3. De voorzieningenrechter ziet geen aanleiding om vooruitlopend op de uitspraak van de meervoudige kamer van de Afdeling dit verzoek toe te wijzen, omdat geenszins op voorhand vaststaat dat het besluit van de korpschef van 16 maart 2015, of de rechtsgevolgen daarvan, in de bodemprocedure niet in stand zullen blijven. Hierbij wordt in aanmerking genomen dat de korpschef in de schriftelijke reactie op het aanvullend verweerschrift van 29 april 2015 en ter zitting, naast het primaire argument om de toestemming te onthouden, inhoudende dat [wederpartij] lid is van de Hells Angels, nadere argumenten naar voren heeft gebracht op grond waarvan de toestemming ten behoeve van [wederpartij] volgens hem kan worden onthouden. De korpschef heeft daartoe twee beschikkingen van de rechtbank Amsterdam van 28 augustus 2009 en 24 april 2013 overgelegd, waaruit volgt dat [wederpartij] in het bezit was van wapens en munitie, bestaande uit een schiettelefoon, een seinpistool, twee lichtpatronen, tien hagelpatronen en zes doosjes met 361 kogelpatronen. De korpschef heeft daarover voorts opgemerkt dat [wederpartij] dit incident ten onrechte niet heeft vermeld bij zijn aanvraag. De voorzieningenrechter sluit niet uit dat deze argumenten bij de behandeling van de bodemprocedure zullen gelden als nadere motivering voor het onthouden van de toestemming. Gelet hierop zou het naar het oordeel van de voorzieningenrechter te ver strekken om bij wijze van voorlopige voorziening het besluit van 16 maart 2015 te schorsen en [wederpartij] een tijdelijke toestemming voor het verrichten van beveiligingswerkzaamheden te verlenen. Het belang van de korpschef om niet te worden geconfronteerd met de tewerkstelling van een beveiliger die hij niet betrouwbaar acht, dient in dit geval zwaarder te wegen dan het belang van [wederpartij] bij het kunnen uitvoeren van werkzaamheden als beveiliger.

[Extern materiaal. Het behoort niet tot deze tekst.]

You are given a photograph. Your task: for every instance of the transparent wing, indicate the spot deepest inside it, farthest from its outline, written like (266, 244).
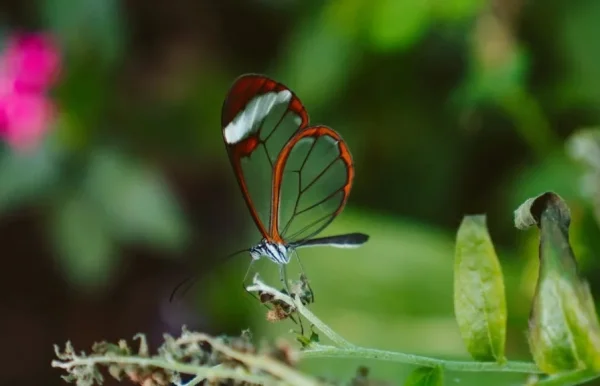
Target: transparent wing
(259, 118)
(312, 182)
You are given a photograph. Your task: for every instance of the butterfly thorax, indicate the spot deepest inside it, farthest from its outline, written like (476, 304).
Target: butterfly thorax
(277, 253)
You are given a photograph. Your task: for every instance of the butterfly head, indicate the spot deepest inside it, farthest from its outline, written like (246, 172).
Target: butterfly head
(278, 253)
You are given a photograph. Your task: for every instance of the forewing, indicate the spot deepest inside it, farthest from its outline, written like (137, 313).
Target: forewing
(259, 117)
(313, 178)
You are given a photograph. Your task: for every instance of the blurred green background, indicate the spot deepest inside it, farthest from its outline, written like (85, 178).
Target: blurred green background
(449, 107)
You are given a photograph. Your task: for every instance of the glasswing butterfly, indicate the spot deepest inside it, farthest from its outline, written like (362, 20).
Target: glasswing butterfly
(295, 178)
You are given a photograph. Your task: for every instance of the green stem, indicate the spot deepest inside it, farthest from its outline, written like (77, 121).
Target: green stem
(320, 351)
(345, 349)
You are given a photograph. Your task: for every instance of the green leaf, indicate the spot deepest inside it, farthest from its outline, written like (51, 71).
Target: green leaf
(136, 202)
(397, 24)
(479, 299)
(85, 246)
(27, 176)
(425, 376)
(564, 333)
(86, 25)
(457, 10)
(583, 147)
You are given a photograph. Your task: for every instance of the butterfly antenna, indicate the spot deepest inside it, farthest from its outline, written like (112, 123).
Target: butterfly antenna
(190, 281)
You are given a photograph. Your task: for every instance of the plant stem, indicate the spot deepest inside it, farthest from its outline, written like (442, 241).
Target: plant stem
(321, 351)
(345, 349)
(201, 372)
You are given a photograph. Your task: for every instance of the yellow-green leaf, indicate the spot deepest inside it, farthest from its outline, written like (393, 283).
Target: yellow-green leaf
(425, 376)
(564, 333)
(479, 299)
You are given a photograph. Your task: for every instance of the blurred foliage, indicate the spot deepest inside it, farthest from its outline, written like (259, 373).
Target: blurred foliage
(449, 107)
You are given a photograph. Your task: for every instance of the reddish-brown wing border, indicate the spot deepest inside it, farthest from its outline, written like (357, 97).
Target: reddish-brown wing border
(243, 90)
(278, 170)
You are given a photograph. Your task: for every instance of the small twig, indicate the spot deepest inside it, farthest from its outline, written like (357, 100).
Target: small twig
(258, 285)
(202, 372)
(345, 349)
(257, 368)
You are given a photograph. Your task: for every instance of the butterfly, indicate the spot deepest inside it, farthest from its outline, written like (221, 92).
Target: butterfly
(295, 178)
(308, 170)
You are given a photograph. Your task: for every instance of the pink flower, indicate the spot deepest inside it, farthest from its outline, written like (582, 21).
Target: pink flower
(28, 67)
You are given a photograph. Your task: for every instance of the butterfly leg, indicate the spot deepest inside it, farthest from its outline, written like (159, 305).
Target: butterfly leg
(304, 279)
(283, 277)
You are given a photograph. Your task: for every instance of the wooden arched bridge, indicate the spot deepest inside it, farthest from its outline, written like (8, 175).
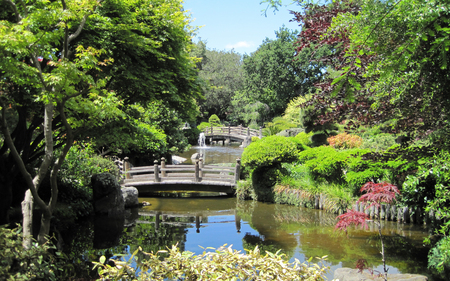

4. Gelet op hetgeen hiervoor onder 3. is overwogen, bestaat geen aanleiding voor het treffen van een voorlopige voorziening. Het verzoek daartoe dient te worden afgewezen.
5. Voor een proceskostenveroordeling bestaat geen aanleiding.
Beslissing
De voorzieningenrechter van de Afdeling bestuursrechtspraak van de Raad van State:
wijst het verzoek van [wederpartij] af.
Aldus vastgesteld door mr. P.J.J. van Buuren, als voorzieningenrechter, in tegenwoordigheid van mr. A.J. Veenboer, griffier.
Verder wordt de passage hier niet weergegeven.